Diese Regel ist ziemlich einfach. Fahrer können nicht durch einen intravenösen Schlauch hydratisiert werden. Der einzige Umstand, der ein solches medizinisches Verfahren ermöglicht, ist ein medizinischer Notfall. Und wenn ein Fahrer aufgrund eines medizinischen Notfalls intravenöse Flüssigkeiten zu sich nehmen muss, kann er nur dann an den verbleibenden Wettkämpfen teilnehmen, wenn der Arzt (CMO - Chief Medical Officer) sagt, dass dies in Ordnung ist. Es ist jedoch unwahrscheinlich, dass ein Fahrer, der eine solche Behandlung erhält, jemals am selben Tag eine ärztliche Freilassung erhält.

Jordi Tixier.

Diese Regel wurde geschrieben, weil Doug Henry zwischen den Motos intravenöse Flüssigkeiten nahm und die zweiten Motos gewann. Um zu verhindern, dass sich diese Aktivität in der Box ausbreitet, wo die Fahrer versuchen könnten, die Flüssigkeiten selbst zu verabreichen, verbot die AMA die Praxis zur Sicherheit der Fahrer. Das bedeutet nicht, dass es aufgehört hat, sondern nur, dass es geheim gehalten werden musste (in den Wohnmobilen der Fahrer).

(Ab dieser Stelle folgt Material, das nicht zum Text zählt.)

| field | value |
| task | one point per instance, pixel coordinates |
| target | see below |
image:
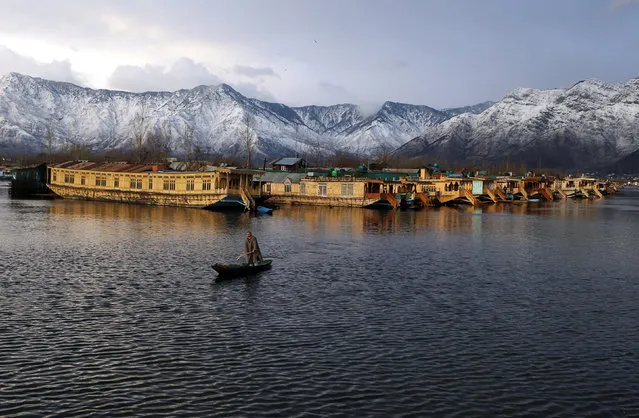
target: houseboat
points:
(216, 188)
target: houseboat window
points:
(136, 183)
(347, 189)
(322, 189)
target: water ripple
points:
(365, 313)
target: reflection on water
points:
(503, 310)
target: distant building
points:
(289, 164)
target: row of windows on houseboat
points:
(137, 182)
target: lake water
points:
(113, 309)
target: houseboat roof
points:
(108, 166)
(142, 168)
(279, 176)
(287, 161)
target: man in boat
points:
(252, 249)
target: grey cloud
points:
(331, 88)
(183, 74)
(56, 70)
(619, 4)
(254, 71)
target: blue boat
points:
(264, 209)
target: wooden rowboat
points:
(240, 270)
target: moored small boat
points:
(239, 270)
(264, 209)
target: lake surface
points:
(113, 309)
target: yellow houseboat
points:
(302, 189)
(222, 187)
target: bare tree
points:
(248, 136)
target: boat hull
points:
(228, 271)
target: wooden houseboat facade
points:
(151, 184)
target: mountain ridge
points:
(31, 108)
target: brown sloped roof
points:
(112, 167)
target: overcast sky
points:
(441, 53)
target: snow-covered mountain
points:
(591, 124)
(37, 114)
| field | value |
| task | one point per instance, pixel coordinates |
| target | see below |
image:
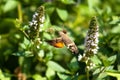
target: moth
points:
(64, 40)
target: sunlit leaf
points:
(10, 4)
(114, 74)
(38, 77)
(62, 13)
(50, 73)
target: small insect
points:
(64, 40)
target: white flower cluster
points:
(91, 43)
(35, 26)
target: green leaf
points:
(63, 76)
(2, 77)
(50, 74)
(112, 59)
(116, 29)
(10, 4)
(56, 67)
(38, 77)
(68, 1)
(74, 65)
(114, 74)
(62, 13)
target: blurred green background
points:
(52, 63)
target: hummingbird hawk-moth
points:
(63, 40)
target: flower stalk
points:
(37, 23)
(91, 44)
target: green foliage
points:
(40, 61)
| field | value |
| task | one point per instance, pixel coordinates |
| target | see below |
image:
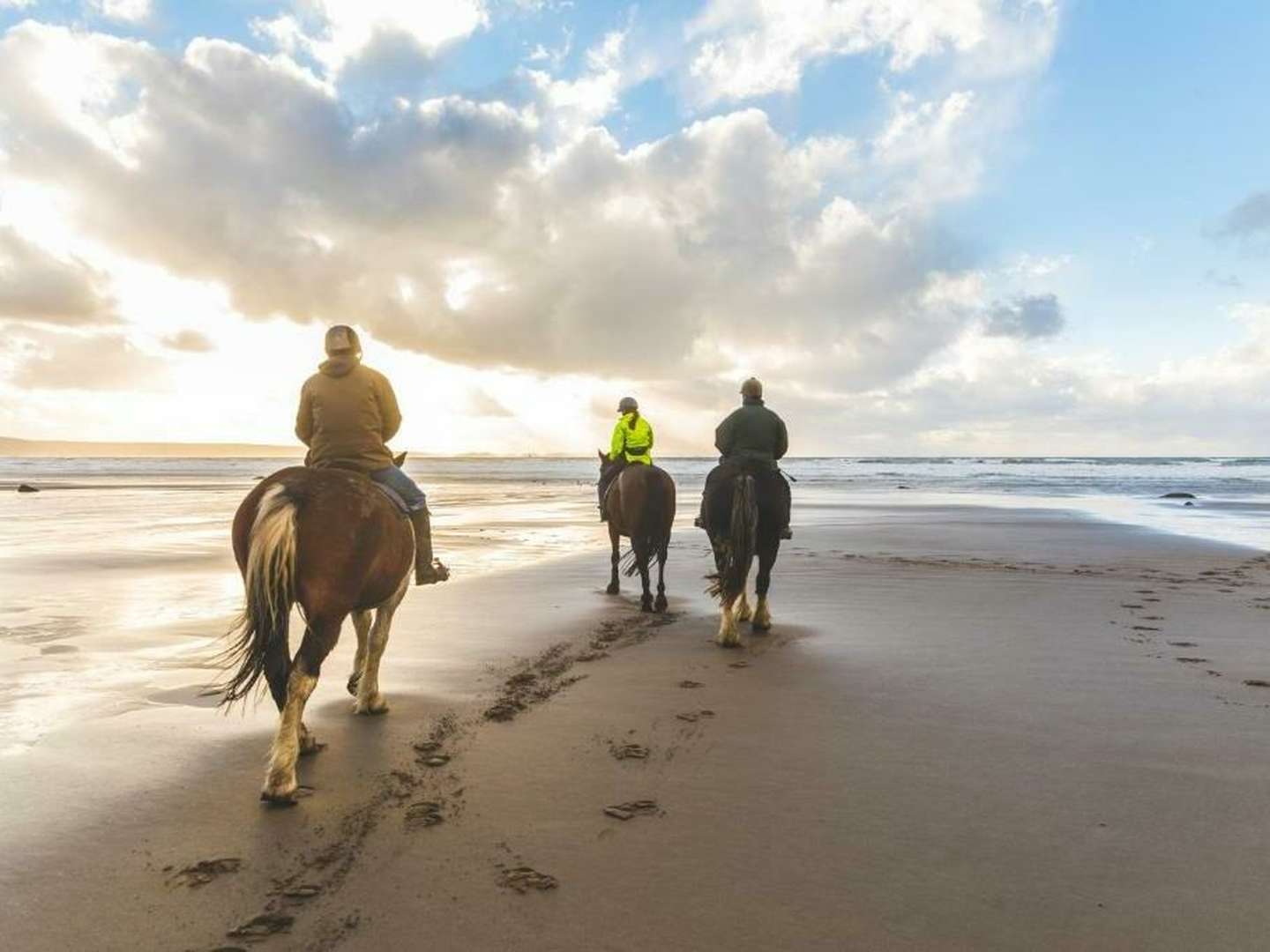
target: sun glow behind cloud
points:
(178, 225)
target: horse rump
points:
(258, 640)
(736, 547)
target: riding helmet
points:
(342, 339)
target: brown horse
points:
(333, 544)
(746, 514)
(640, 505)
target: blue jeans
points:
(403, 485)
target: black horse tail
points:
(270, 580)
(652, 531)
(742, 541)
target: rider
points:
(631, 443)
(347, 414)
(751, 438)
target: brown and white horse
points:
(333, 544)
(640, 505)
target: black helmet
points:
(342, 339)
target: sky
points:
(930, 227)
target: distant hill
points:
(81, 449)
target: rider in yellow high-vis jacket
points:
(631, 443)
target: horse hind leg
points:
(280, 779)
(728, 634)
(370, 701)
(661, 603)
(362, 623)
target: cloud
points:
(482, 404)
(45, 360)
(37, 286)
(340, 34)
(1027, 317)
(743, 48)
(123, 11)
(1247, 221)
(190, 340)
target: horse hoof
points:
(280, 798)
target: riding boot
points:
(426, 573)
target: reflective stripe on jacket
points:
(634, 443)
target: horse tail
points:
(652, 528)
(270, 580)
(742, 541)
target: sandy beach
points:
(970, 727)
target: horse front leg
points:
(280, 779)
(362, 623)
(767, 554)
(615, 541)
(370, 701)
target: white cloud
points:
(338, 32)
(744, 48)
(123, 11)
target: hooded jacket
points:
(347, 415)
(752, 433)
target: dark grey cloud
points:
(190, 340)
(36, 286)
(1249, 219)
(1027, 316)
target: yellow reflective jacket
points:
(632, 442)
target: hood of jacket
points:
(340, 365)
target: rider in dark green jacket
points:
(751, 438)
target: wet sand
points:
(969, 729)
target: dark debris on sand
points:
(522, 879)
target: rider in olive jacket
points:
(347, 415)
(752, 438)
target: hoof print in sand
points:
(629, 752)
(206, 870)
(637, 807)
(305, 890)
(693, 716)
(522, 879)
(423, 814)
(263, 926)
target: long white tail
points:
(270, 582)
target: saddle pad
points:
(392, 498)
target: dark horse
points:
(640, 505)
(333, 544)
(744, 514)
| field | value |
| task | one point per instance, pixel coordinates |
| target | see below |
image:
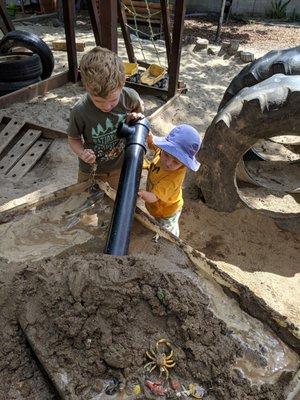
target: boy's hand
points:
(134, 117)
(148, 197)
(150, 138)
(88, 156)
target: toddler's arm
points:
(148, 197)
(87, 155)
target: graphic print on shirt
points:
(107, 145)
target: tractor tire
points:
(33, 43)
(285, 62)
(8, 87)
(20, 67)
(268, 108)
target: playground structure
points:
(104, 19)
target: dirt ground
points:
(90, 318)
(249, 246)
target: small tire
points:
(20, 67)
(32, 42)
(9, 87)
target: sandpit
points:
(89, 318)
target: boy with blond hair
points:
(95, 117)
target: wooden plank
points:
(125, 31)
(18, 150)
(28, 160)
(61, 45)
(129, 3)
(9, 132)
(29, 92)
(167, 29)
(95, 21)
(109, 20)
(38, 198)
(8, 25)
(176, 46)
(69, 24)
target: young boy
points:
(95, 117)
(173, 155)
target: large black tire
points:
(285, 62)
(268, 108)
(8, 87)
(33, 43)
(20, 67)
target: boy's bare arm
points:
(148, 197)
(87, 155)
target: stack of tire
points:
(21, 69)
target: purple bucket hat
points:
(183, 143)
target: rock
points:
(246, 56)
(56, 22)
(201, 44)
(211, 52)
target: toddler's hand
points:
(88, 156)
(148, 197)
(134, 117)
(150, 138)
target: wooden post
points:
(8, 25)
(109, 21)
(167, 30)
(69, 19)
(125, 32)
(180, 7)
(217, 38)
(95, 21)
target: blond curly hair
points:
(102, 71)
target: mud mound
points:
(92, 317)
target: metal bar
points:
(125, 32)
(29, 92)
(95, 21)
(180, 7)
(118, 238)
(69, 23)
(167, 29)
(144, 89)
(109, 21)
(8, 25)
(220, 23)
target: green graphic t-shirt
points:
(98, 129)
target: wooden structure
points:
(104, 18)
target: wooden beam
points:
(95, 21)
(29, 92)
(69, 23)
(38, 198)
(8, 25)
(144, 89)
(125, 32)
(167, 29)
(109, 21)
(180, 7)
(220, 23)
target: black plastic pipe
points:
(121, 223)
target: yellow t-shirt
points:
(167, 186)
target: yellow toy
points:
(155, 75)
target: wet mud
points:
(91, 318)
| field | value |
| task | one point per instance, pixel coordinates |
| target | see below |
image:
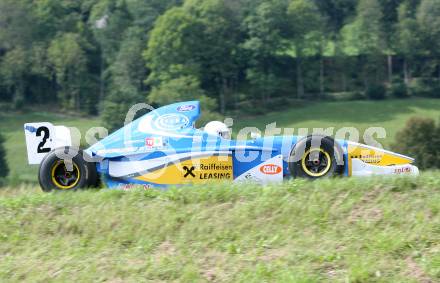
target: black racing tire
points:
(54, 174)
(316, 157)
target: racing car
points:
(164, 148)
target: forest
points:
(99, 57)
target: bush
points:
(425, 87)
(376, 91)
(420, 139)
(4, 170)
(398, 89)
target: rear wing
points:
(42, 138)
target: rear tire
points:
(316, 157)
(54, 173)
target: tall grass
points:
(343, 230)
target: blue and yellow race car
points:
(163, 148)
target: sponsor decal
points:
(155, 143)
(129, 187)
(171, 122)
(271, 169)
(252, 178)
(186, 108)
(207, 170)
(189, 171)
(404, 170)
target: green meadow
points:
(340, 230)
(389, 114)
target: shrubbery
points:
(4, 170)
(398, 89)
(420, 139)
(425, 87)
(376, 91)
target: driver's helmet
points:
(218, 129)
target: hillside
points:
(390, 114)
(346, 230)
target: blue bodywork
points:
(170, 130)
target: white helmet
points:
(218, 129)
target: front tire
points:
(316, 157)
(58, 173)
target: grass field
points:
(347, 230)
(390, 114)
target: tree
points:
(408, 38)
(13, 69)
(127, 74)
(428, 17)
(69, 62)
(306, 33)
(364, 37)
(420, 138)
(265, 27)
(4, 170)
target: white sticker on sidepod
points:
(171, 122)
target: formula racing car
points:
(163, 148)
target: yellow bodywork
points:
(374, 156)
(193, 171)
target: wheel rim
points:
(64, 179)
(318, 165)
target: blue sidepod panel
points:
(166, 141)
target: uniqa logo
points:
(186, 108)
(270, 169)
(172, 122)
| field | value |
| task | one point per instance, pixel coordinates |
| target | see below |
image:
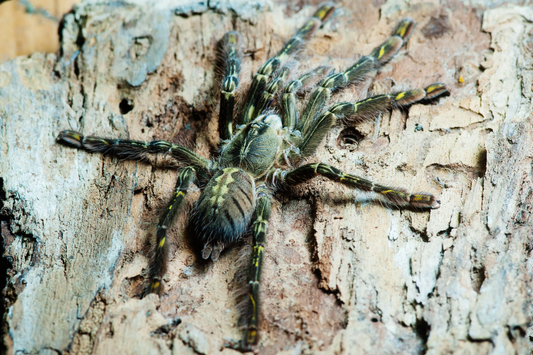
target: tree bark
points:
(343, 274)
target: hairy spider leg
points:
(365, 67)
(288, 98)
(291, 47)
(394, 196)
(352, 113)
(136, 150)
(271, 89)
(259, 229)
(160, 249)
(231, 54)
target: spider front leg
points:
(231, 55)
(159, 253)
(259, 229)
(362, 110)
(393, 196)
(365, 67)
(291, 47)
(136, 150)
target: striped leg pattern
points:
(393, 196)
(291, 47)
(159, 254)
(135, 150)
(231, 54)
(259, 229)
(352, 113)
(365, 67)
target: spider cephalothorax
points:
(264, 147)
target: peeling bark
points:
(343, 275)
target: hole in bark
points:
(437, 27)
(125, 106)
(477, 276)
(349, 136)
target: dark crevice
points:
(349, 136)
(5, 266)
(422, 330)
(125, 106)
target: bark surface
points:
(342, 275)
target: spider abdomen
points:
(224, 210)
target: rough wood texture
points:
(343, 275)
(30, 26)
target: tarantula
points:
(264, 148)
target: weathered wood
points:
(342, 275)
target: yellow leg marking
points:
(435, 87)
(253, 306)
(402, 29)
(393, 192)
(259, 251)
(232, 39)
(322, 12)
(381, 52)
(418, 198)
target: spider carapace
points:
(264, 147)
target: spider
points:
(264, 148)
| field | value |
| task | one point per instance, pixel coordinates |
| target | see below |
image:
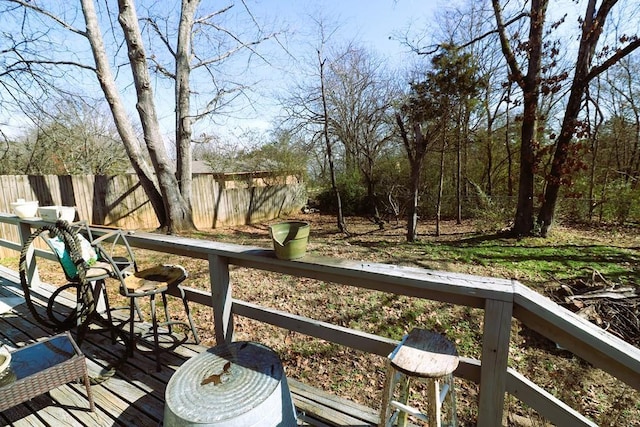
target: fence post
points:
(31, 267)
(495, 356)
(221, 298)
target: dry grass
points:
(358, 376)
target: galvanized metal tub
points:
(230, 385)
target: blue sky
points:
(369, 23)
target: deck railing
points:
(502, 300)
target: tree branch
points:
(506, 47)
(30, 5)
(621, 53)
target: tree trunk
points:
(339, 217)
(412, 215)
(416, 152)
(183, 98)
(591, 30)
(119, 113)
(507, 144)
(441, 183)
(177, 210)
(530, 84)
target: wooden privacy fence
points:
(501, 299)
(119, 201)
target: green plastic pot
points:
(290, 239)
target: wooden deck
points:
(134, 394)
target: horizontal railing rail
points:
(501, 299)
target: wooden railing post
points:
(221, 298)
(33, 278)
(495, 355)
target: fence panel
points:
(120, 201)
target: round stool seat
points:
(425, 354)
(236, 384)
(155, 279)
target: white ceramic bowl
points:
(25, 209)
(54, 213)
(5, 359)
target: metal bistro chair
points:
(110, 256)
(135, 284)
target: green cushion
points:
(88, 253)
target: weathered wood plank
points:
(495, 356)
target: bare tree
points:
(169, 190)
(360, 101)
(593, 26)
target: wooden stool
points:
(427, 356)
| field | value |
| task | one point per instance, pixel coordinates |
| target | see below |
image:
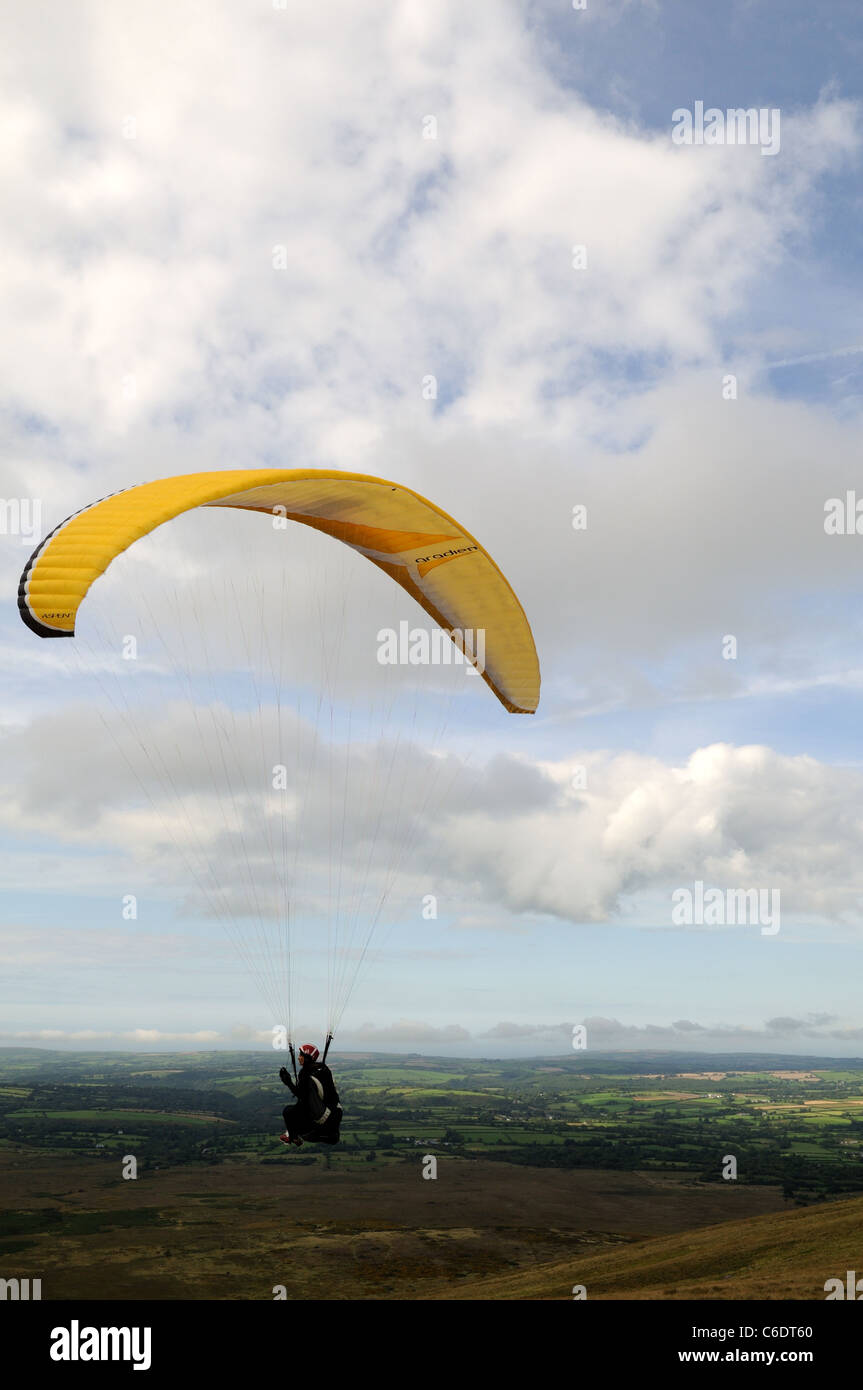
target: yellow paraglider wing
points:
(413, 541)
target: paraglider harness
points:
(320, 1097)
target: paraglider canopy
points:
(407, 537)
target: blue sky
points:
(152, 332)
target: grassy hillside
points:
(781, 1255)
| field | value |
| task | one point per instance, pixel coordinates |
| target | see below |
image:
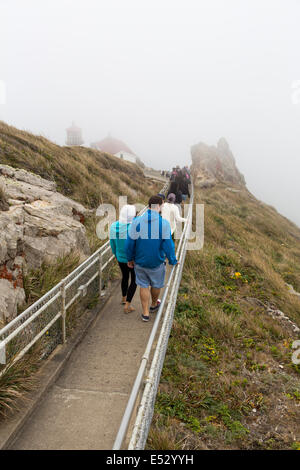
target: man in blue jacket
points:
(148, 244)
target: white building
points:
(115, 147)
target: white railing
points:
(144, 398)
(20, 334)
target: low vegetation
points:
(228, 381)
(3, 200)
(89, 177)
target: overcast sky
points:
(163, 75)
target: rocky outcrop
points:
(214, 163)
(39, 226)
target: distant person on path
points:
(185, 189)
(118, 236)
(148, 244)
(170, 212)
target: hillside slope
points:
(48, 197)
(86, 175)
(228, 380)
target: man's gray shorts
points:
(154, 277)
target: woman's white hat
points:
(127, 214)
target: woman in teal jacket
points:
(118, 236)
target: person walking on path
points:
(118, 235)
(148, 244)
(170, 212)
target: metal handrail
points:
(176, 274)
(22, 321)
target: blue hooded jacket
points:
(118, 235)
(149, 241)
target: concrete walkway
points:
(84, 407)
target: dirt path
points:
(84, 408)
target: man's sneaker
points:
(153, 309)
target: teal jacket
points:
(117, 237)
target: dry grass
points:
(86, 175)
(3, 200)
(226, 355)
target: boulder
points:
(39, 226)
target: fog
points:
(162, 75)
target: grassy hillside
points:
(228, 381)
(86, 175)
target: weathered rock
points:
(10, 298)
(40, 225)
(214, 163)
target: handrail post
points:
(100, 274)
(63, 310)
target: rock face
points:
(214, 163)
(39, 226)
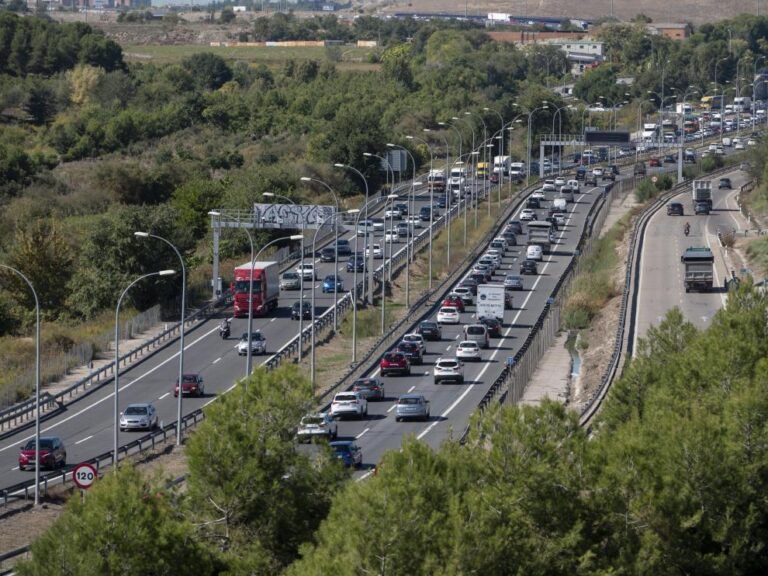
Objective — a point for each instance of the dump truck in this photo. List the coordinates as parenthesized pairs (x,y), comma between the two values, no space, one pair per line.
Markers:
(699,266)
(702,193)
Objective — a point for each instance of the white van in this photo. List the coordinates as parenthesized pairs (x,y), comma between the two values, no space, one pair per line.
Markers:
(534,252)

Die bekannteste Anwendung dieser Regel, auch wenn sie nicht von der AMA stammt, war beim GP von Thailand 2015, als die Grand-Prix-Fahrer in Moto One von der Hitze ohnmächtig wurden. Sie erhielten vom Arzt intravenöse Flüssigkeiten, sagten jedoch, dass sie das zweite Moto nicht starten könnten. Jodi Tixier, der 250-Weltmeister war, bestand darauf, dass er Rennen fahren dürfe - und als ihm gesagt wurde, dass er es nicht könne, sprach Jordi das Streckenpersonal physisch an. Für diese Aktion wurde Tixier mit einer Geldstrafe von 5300 US-Dollar belegt und für einen Monat gesperrt, was bedeutete, dass er den Großen Preis von Argentinien aussetzen musste. Damit endete seine Chance, seine 250er-Krone zu verteidigen, die 2015 an Tim Gajser ging.